The Deaner Award goes to the student publication and website that accumulates the most points in the contest’s 11 categories. Cedars was the winner in Division B, which consists of schools with enrollments under 10,000. Cedars accumulated 93 points by placing first in five categories, second in four categories and third in one category. Findlay was second with 47 points and Xavier was third with 42.
Cedars won the following awards:
- News coverage: First place for overall news coverage under the direction of editor-in-chief Tim Miller. The judges said, “Excellent mix of news and lifestyle/campus life.
Consistently great use of graphics to enhance the news report.”
- Sports coverage: First place for overall sports coverage under the direction of sports editor Tim Miller.
- Headline writing: First and third place. The first-place award went to “Deciphering the Deterioration of Democracy.” The judges said, “Nice alliteration without being punny; good strong words.” The third-place award went to “When Global Outreach Goes Local.” The judges said, “The headline nicely ties global with local, and the drop head continues the theme.”
- Best multi-media package: First place for coverage of the men’s basketball exhibition game at Ohio State: Jacob Bentley and Abigail Hintz for their video report and Carrie Bergan for her photo report.
- Best website: ReadCedars.com is a mix of online-only stories and stories that appear in the Cedars print editions, plus multimedia elements.
- Arts and entertainment: Second place for the combination of two stories by Madeleine Mosher about worship major Noah Ayers and the jazz band and a story by Josh Stevens about Brandon Slifer. The judges said, “Nice stories. Good length. Strong photos. Perfect quotes.”
- Opinion writing: Second place for Alex Hentschel’s Just Sayin’ column.
- Design: Second place for page design of Cedars’ print editions. The judges said, “I like the use of images and art with the stories. Design makes everything easy to read and follow.”
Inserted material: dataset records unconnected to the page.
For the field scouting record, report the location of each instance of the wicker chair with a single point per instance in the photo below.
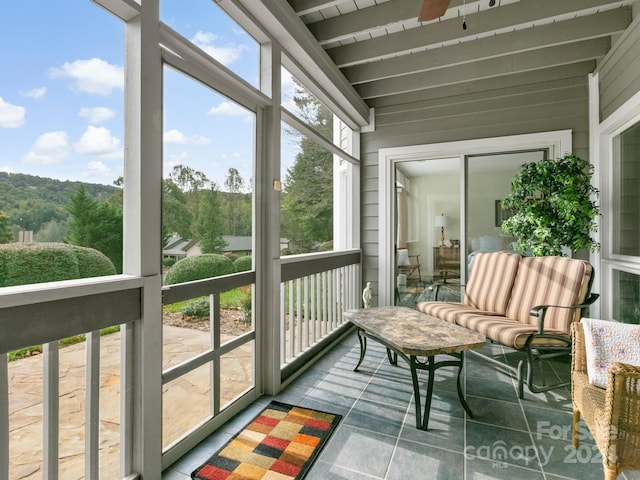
(612, 414)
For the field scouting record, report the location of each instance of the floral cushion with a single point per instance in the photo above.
(607, 342)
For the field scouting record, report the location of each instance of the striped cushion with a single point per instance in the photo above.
(491, 281)
(549, 281)
(502, 330)
(448, 311)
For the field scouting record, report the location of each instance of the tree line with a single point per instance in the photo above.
(194, 207)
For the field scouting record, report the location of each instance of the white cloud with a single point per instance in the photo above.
(225, 54)
(227, 109)
(11, 116)
(91, 76)
(97, 114)
(96, 169)
(99, 141)
(175, 137)
(288, 90)
(36, 93)
(49, 148)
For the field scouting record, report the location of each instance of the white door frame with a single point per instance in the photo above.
(558, 142)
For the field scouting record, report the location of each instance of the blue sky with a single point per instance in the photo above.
(61, 92)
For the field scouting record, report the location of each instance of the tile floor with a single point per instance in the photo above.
(508, 438)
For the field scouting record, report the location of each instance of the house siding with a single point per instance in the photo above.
(552, 105)
(619, 71)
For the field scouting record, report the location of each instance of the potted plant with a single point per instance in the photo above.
(553, 207)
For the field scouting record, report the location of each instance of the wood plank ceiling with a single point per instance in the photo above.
(390, 58)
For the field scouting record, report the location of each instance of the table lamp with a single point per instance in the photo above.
(441, 221)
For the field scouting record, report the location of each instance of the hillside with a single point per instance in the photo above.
(30, 202)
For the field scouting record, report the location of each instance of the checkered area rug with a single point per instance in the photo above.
(281, 443)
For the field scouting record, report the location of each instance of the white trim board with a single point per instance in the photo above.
(558, 142)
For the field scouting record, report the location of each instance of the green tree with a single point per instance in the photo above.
(52, 231)
(554, 206)
(96, 224)
(209, 227)
(307, 198)
(233, 201)
(6, 234)
(192, 183)
(176, 216)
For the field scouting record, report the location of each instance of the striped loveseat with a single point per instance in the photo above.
(526, 303)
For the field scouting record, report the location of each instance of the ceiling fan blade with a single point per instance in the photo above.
(432, 9)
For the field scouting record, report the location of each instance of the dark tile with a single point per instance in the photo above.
(326, 471)
(414, 461)
(495, 412)
(388, 390)
(380, 417)
(480, 469)
(558, 457)
(501, 445)
(443, 431)
(499, 390)
(553, 423)
(328, 402)
(359, 450)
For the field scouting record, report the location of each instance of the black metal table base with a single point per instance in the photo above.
(415, 363)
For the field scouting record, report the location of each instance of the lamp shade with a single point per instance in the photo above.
(441, 221)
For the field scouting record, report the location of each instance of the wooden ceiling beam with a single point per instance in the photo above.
(484, 23)
(368, 20)
(481, 87)
(577, 29)
(493, 67)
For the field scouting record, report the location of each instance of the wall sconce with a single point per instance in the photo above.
(441, 221)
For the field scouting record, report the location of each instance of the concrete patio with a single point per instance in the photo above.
(26, 409)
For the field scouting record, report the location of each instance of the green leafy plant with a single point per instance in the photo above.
(197, 308)
(554, 207)
(199, 267)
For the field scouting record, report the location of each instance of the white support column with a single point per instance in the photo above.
(142, 445)
(50, 410)
(594, 158)
(4, 418)
(267, 220)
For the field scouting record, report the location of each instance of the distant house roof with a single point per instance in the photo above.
(177, 246)
(237, 244)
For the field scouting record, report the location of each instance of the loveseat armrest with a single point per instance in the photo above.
(540, 311)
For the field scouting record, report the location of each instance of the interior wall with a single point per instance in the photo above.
(554, 105)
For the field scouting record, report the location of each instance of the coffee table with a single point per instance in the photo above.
(417, 338)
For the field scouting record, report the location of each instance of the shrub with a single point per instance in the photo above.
(168, 261)
(27, 263)
(196, 308)
(243, 264)
(196, 268)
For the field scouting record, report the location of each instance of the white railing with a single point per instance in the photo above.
(44, 315)
(315, 290)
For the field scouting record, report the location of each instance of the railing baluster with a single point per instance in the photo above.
(92, 407)
(312, 307)
(283, 324)
(4, 418)
(292, 332)
(126, 398)
(307, 330)
(50, 410)
(301, 345)
(216, 390)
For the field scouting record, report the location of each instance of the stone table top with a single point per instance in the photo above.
(414, 333)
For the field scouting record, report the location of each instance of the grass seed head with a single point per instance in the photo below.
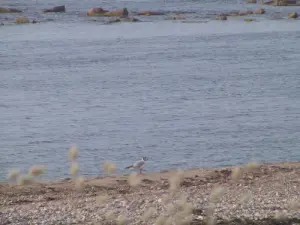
(13, 174)
(36, 170)
(73, 153)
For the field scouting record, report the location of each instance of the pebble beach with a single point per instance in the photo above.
(248, 194)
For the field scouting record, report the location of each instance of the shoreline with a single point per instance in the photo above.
(254, 194)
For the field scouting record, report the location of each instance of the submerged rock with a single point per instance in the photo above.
(114, 13)
(96, 11)
(60, 8)
(9, 10)
(22, 20)
(127, 19)
(149, 13)
(249, 19)
(293, 15)
(176, 17)
(281, 3)
(259, 11)
(221, 17)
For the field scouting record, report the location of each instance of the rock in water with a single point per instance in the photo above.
(60, 8)
(22, 20)
(9, 10)
(221, 17)
(293, 15)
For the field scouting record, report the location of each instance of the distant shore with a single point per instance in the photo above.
(252, 194)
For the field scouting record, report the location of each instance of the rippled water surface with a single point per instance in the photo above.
(203, 94)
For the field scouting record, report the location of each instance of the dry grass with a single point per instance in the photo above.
(179, 211)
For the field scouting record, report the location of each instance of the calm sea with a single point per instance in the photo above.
(201, 94)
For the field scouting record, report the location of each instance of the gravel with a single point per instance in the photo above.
(266, 193)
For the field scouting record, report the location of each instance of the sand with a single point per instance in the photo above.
(254, 194)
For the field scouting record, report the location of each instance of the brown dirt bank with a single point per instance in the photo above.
(254, 194)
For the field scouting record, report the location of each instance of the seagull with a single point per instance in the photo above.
(138, 165)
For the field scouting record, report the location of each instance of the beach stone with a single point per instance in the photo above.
(293, 15)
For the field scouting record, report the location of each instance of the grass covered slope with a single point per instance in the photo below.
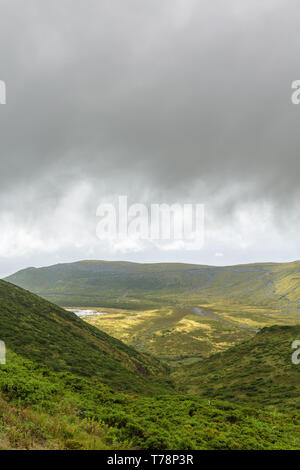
(258, 371)
(172, 334)
(44, 409)
(47, 334)
(132, 285)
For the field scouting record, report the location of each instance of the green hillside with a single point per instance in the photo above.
(47, 334)
(43, 409)
(179, 313)
(67, 385)
(259, 371)
(132, 285)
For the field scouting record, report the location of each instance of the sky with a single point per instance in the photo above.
(164, 101)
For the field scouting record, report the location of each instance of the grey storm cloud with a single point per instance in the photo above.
(173, 90)
(168, 97)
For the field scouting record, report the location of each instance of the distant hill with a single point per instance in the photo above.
(258, 371)
(49, 335)
(132, 285)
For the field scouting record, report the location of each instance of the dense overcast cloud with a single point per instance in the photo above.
(161, 100)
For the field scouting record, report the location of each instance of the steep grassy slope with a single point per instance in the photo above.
(43, 409)
(259, 371)
(47, 334)
(153, 304)
(131, 285)
(175, 335)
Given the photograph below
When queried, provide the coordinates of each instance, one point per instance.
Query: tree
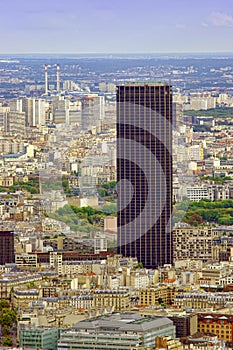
(195, 220)
(4, 304)
(6, 330)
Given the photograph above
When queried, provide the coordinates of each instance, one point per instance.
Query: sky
(116, 26)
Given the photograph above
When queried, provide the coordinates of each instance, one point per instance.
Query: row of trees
(86, 219)
(195, 213)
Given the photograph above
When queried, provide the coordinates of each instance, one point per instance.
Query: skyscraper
(144, 172)
(6, 247)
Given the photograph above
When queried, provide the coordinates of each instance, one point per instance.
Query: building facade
(144, 172)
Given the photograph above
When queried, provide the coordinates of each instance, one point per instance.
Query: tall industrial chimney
(46, 79)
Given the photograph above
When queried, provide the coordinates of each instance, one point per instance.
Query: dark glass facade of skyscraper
(6, 247)
(144, 172)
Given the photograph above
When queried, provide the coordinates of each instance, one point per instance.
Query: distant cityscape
(116, 201)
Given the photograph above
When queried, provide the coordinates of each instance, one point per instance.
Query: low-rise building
(118, 331)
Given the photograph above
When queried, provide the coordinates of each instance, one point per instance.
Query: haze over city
(79, 26)
(116, 175)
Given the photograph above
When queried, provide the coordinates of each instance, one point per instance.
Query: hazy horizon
(133, 26)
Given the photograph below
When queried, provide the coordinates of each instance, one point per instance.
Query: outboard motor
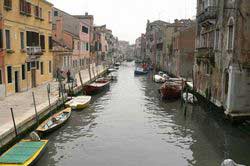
(34, 136)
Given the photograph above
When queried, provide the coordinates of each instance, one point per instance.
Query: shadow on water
(130, 125)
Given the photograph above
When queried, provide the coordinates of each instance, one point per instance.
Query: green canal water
(129, 125)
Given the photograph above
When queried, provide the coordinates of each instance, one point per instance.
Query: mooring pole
(48, 91)
(34, 101)
(13, 118)
(80, 76)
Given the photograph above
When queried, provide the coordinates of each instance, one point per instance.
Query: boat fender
(34, 136)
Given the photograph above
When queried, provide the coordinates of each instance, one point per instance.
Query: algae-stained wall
(17, 22)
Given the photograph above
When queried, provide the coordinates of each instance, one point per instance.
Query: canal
(129, 125)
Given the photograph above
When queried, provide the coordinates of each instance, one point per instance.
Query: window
(7, 37)
(1, 78)
(33, 64)
(217, 39)
(9, 74)
(50, 67)
(42, 41)
(23, 72)
(55, 13)
(230, 34)
(28, 66)
(50, 43)
(7, 4)
(49, 16)
(22, 40)
(87, 46)
(37, 11)
(85, 29)
(37, 65)
(25, 7)
(32, 38)
(41, 68)
(1, 39)
(65, 61)
(40, 12)
(22, 4)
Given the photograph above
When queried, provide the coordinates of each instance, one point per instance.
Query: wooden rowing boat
(140, 71)
(79, 102)
(171, 90)
(54, 122)
(24, 153)
(95, 88)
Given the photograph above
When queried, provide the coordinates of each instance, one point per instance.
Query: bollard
(13, 118)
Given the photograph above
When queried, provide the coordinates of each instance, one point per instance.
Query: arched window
(230, 36)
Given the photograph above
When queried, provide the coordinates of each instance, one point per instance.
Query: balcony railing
(34, 50)
(210, 13)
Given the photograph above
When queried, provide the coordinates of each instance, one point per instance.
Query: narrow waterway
(129, 125)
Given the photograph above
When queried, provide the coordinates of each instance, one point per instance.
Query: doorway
(33, 78)
(16, 81)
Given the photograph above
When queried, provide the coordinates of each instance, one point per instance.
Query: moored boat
(24, 153)
(94, 88)
(159, 79)
(171, 90)
(140, 71)
(112, 77)
(189, 98)
(110, 70)
(79, 102)
(102, 80)
(54, 122)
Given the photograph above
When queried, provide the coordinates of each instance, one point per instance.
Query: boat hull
(93, 90)
(42, 131)
(170, 91)
(32, 159)
(140, 72)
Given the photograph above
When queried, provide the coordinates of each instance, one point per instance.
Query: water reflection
(130, 125)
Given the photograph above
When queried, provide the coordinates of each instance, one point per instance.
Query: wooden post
(34, 101)
(89, 71)
(13, 118)
(80, 76)
(93, 70)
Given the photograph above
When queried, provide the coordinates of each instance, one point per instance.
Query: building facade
(158, 39)
(71, 38)
(222, 60)
(27, 44)
(183, 46)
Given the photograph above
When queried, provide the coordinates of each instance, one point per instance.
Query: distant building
(71, 38)
(222, 60)
(26, 45)
(159, 38)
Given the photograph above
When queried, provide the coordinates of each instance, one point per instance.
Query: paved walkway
(22, 103)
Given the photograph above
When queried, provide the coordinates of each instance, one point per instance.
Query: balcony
(208, 16)
(34, 51)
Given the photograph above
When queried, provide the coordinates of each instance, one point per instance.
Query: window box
(10, 51)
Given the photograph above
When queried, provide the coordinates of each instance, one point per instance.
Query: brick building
(26, 44)
(222, 65)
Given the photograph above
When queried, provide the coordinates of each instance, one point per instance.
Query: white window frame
(228, 25)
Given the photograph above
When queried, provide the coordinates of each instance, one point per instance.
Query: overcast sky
(127, 18)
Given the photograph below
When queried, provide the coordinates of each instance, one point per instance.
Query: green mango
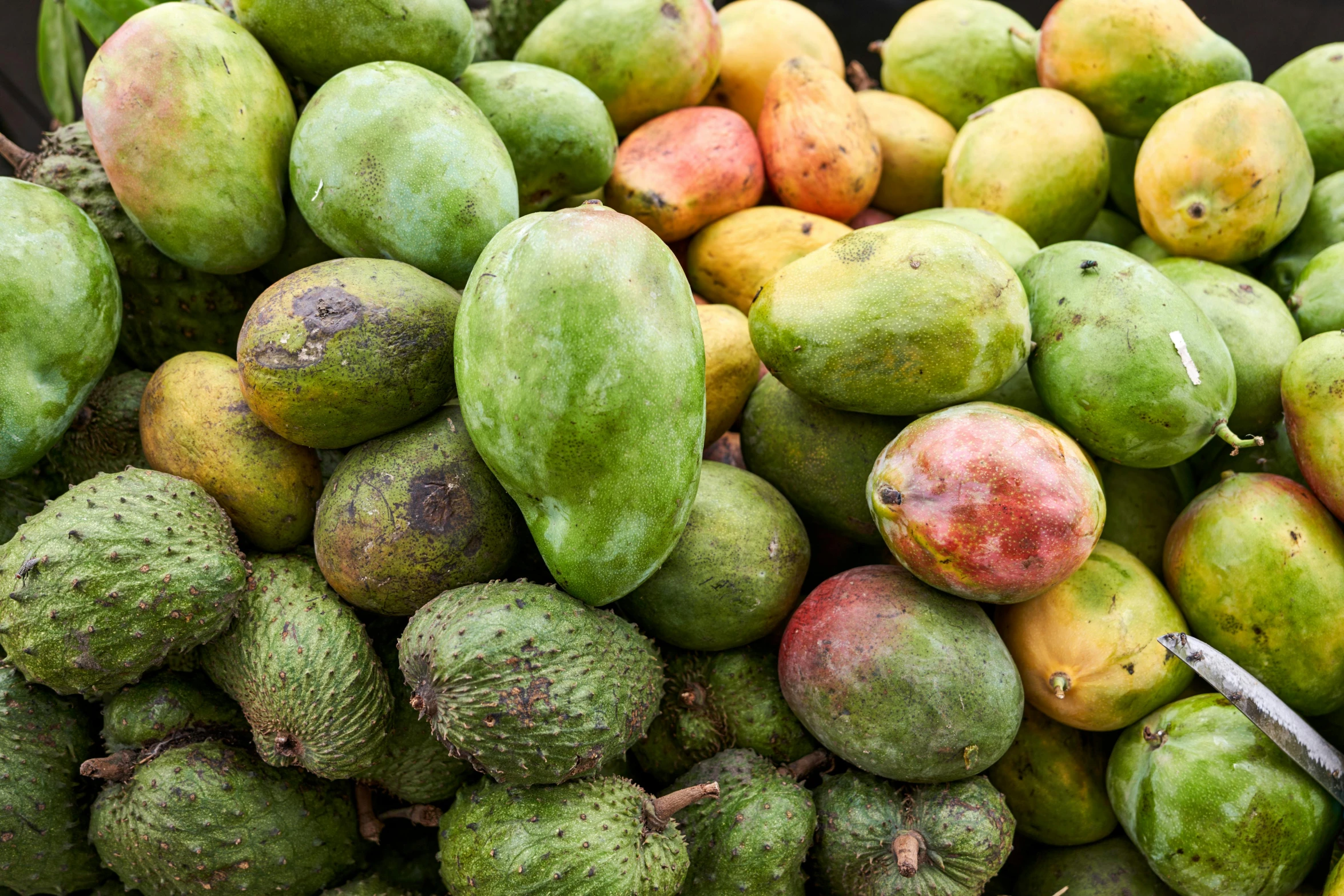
(316, 39)
(586, 397)
(1257, 328)
(557, 131)
(392, 160)
(1126, 393)
(896, 318)
(959, 55)
(193, 121)
(1214, 806)
(59, 318)
(1315, 91)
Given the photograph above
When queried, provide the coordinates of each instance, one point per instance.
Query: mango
(686, 170)
(729, 261)
(757, 37)
(195, 424)
(1132, 62)
(348, 349)
(586, 398)
(819, 149)
(193, 121)
(393, 162)
(557, 131)
(1037, 158)
(902, 317)
(316, 39)
(1088, 651)
(1257, 566)
(1150, 394)
(959, 55)
(816, 456)
(609, 46)
(1225, 175)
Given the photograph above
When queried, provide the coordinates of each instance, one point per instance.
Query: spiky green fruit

- Coronavirus coverage: Second place for this first-time category. Stories covered the suspension of in-person classes by Tim Miller, the cancellation of spring sports by Abigail Hintz, students unable to return to China by Michael Cleverley, the announcement that the school year will finish online by Tim Miller, a COVID-19 timeline by Chris Karenbauer and Michael Cleverley, and a nursing grad serving at a field hospital in New York by Madeleine Mosher. The judges said, “The stories that mattered and impacted students the most were well done. Consistent topics and good writers kept bringing this grouping to the top.”